650g floury potatoes, cooked
200g flour
2 eggs
salt
50g unsalted butter
100g Gorgonzola (I use the mild variety)
200ml double cream
clove of garlic, pressed down with the side of a knife
salt, pepper
parmesan
pistachios / walnuts/ pecan nuts
optional: chilli / spinach leaves
For the gnocchi, cook and cool the potatoes. You can either mash them or I like to grate them using a fine grater to make sure that there are no lumps. Add flour, 2 eggs and salt and mix, using your hands, to form a dough. Bring a large pot of salted water to boil.

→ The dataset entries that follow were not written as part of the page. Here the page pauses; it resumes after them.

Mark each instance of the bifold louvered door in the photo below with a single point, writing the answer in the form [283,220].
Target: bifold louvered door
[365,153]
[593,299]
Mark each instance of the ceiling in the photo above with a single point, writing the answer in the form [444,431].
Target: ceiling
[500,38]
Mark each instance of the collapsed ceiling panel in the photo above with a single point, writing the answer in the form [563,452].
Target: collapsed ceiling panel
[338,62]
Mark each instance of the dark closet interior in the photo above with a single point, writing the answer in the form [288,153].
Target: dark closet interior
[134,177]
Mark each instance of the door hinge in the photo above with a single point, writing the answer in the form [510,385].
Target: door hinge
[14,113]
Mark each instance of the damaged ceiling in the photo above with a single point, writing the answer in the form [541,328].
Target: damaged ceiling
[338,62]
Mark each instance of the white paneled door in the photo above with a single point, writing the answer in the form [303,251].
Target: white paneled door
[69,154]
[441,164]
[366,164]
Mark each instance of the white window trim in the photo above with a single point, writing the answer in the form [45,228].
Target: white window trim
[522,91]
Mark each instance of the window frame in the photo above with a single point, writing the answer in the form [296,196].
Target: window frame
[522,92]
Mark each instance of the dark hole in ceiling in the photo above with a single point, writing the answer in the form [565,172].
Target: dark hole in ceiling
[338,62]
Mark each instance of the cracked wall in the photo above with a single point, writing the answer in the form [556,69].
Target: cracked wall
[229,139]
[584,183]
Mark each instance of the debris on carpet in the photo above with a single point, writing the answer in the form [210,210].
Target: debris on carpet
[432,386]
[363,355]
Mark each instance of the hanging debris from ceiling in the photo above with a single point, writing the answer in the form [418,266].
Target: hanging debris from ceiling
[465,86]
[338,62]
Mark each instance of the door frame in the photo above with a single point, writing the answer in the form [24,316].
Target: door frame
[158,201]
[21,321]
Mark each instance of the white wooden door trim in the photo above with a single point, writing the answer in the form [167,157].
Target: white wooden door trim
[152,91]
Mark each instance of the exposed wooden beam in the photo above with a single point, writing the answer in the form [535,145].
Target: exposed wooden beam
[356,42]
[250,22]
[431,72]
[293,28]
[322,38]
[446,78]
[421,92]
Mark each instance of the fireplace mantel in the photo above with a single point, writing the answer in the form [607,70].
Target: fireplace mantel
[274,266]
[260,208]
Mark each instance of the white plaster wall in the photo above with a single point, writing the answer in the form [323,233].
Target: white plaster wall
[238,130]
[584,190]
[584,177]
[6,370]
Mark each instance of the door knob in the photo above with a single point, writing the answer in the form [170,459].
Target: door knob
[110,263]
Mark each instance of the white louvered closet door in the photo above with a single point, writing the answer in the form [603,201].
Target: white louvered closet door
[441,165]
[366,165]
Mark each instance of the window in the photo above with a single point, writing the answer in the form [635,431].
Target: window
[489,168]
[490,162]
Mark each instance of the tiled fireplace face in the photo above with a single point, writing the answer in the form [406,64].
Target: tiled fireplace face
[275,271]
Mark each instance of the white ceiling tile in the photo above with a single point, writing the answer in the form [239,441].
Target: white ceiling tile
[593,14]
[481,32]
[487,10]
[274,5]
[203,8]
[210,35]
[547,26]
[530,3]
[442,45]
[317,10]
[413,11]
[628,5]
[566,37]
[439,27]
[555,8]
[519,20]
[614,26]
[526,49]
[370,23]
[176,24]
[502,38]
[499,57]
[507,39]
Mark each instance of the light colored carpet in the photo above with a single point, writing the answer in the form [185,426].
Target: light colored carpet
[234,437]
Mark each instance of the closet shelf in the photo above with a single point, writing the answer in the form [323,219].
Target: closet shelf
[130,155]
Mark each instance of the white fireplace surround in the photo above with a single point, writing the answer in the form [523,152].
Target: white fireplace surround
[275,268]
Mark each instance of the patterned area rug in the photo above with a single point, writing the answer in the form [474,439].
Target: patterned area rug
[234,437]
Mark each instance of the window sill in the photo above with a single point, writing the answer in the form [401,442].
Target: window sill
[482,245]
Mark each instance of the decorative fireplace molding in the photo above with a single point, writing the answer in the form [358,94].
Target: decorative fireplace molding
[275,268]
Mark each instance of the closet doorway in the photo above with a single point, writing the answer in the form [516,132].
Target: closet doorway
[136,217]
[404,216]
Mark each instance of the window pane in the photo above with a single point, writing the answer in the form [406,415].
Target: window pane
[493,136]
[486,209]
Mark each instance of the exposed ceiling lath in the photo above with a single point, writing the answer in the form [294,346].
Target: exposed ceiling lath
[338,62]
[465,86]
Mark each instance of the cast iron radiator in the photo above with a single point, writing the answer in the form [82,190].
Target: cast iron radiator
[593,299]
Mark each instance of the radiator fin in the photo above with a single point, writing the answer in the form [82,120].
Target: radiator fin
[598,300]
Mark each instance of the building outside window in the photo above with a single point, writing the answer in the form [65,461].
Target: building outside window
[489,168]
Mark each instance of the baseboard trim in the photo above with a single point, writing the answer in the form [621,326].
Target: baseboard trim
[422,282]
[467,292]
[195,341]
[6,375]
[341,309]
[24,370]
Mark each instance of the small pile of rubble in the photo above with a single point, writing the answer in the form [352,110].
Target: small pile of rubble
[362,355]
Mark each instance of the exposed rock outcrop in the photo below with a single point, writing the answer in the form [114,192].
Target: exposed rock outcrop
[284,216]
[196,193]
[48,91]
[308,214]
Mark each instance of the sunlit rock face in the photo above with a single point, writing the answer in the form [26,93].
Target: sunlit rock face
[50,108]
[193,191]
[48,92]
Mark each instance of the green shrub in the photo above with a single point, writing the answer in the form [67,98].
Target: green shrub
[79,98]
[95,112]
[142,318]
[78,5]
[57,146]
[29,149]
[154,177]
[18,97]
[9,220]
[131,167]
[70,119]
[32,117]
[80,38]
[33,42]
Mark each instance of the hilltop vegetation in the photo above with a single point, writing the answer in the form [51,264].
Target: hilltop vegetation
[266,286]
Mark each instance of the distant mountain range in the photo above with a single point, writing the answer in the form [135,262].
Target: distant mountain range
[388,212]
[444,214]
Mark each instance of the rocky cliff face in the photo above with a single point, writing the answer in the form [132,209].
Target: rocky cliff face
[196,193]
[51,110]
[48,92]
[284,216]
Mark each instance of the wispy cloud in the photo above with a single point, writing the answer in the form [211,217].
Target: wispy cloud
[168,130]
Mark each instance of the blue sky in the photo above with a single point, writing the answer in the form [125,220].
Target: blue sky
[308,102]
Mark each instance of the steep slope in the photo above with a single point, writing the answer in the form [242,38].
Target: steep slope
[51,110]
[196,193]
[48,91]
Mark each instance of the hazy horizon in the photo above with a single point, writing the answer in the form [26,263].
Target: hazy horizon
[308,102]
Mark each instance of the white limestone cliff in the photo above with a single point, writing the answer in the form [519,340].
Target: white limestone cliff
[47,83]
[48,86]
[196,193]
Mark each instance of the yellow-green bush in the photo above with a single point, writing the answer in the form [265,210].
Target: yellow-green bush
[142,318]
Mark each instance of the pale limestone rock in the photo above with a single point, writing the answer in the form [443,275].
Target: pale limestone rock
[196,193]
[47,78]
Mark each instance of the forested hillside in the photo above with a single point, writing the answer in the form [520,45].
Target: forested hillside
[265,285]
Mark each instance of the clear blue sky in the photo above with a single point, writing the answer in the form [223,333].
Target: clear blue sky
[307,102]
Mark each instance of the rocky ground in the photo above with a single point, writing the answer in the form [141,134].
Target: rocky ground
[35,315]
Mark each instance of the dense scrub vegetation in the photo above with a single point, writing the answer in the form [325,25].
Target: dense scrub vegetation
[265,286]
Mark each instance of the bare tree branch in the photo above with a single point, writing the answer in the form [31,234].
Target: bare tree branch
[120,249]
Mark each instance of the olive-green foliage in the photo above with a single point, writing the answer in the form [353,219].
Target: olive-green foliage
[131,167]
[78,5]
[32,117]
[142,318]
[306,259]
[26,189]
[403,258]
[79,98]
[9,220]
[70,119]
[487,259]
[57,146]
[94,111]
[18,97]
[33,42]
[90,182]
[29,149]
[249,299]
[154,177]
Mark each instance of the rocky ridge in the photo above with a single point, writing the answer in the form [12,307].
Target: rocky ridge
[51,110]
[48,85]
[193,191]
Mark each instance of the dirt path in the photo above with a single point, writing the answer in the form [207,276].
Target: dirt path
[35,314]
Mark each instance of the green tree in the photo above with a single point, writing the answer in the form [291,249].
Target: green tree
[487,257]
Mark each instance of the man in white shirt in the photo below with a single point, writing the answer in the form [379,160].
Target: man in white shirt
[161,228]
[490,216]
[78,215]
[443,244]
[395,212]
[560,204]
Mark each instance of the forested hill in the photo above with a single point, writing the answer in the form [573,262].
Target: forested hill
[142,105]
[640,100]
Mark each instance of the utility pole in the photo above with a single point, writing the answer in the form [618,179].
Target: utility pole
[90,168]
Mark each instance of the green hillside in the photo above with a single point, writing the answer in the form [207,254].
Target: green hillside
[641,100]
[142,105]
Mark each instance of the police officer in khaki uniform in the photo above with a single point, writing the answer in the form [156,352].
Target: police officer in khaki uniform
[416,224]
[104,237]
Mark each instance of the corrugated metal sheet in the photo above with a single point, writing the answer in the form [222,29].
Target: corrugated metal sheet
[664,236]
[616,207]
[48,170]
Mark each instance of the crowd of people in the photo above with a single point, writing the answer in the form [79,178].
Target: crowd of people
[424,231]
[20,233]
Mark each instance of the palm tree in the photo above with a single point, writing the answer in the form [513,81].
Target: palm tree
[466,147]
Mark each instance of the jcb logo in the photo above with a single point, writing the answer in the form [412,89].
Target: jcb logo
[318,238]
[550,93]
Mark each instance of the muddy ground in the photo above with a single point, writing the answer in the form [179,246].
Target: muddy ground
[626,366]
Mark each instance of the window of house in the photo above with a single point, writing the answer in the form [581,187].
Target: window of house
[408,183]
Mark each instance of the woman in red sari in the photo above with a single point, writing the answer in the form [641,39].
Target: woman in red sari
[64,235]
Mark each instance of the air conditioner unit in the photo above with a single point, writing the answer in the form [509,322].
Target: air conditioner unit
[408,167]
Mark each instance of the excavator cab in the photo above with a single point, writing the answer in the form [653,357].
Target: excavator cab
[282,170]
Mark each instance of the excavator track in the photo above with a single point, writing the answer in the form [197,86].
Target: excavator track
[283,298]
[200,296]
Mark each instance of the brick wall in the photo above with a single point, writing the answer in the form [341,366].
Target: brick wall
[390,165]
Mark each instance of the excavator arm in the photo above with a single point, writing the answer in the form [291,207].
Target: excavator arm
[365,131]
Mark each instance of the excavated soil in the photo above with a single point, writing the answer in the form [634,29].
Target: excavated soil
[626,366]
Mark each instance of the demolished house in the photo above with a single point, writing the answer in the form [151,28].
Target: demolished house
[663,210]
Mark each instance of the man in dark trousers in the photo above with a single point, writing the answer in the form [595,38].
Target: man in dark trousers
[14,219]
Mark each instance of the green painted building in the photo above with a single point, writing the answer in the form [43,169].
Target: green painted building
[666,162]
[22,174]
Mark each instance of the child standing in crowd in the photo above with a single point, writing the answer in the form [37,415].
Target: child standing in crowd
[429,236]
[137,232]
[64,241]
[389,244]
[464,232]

Start making the Gorgonzola sauce - in a pan, melt the butter, add Gorgonzola, double cream and garlic (you will later discard it). Add chilli if using (I used dried). If adding spinach, wilt it in separate pan with touch of oil.
Roll a bit of the potato mixture into a sausage shape (flour the surface first as the mixture will be sticky) and cut them into small bitesize pieces. Press each with the tines of a fork to create ridges (to help make the sauce to stick). Set aside on a floured tray and continue this process until your plate is full.
When your first batch of gnocchi are ready, gently drop them into the pot of boiling water. If you think they are stuck on the bottom, give them a little stir. They should start swimming up to the surface about a minute later. This means they are ready to take out.
Taste your sauce for seasoning, remove the garlic and start adding your gnocchi (and spinach if using).
Sprinkle with parmesan, dress on a plate with your choice of nuts and serve immediately.
Homemade Gnocchi with Gorgonzola Sauce and pistachios
Store bought Gnocchi with Gorgonzola Sauce, Spinach, chilli and pecan nuts.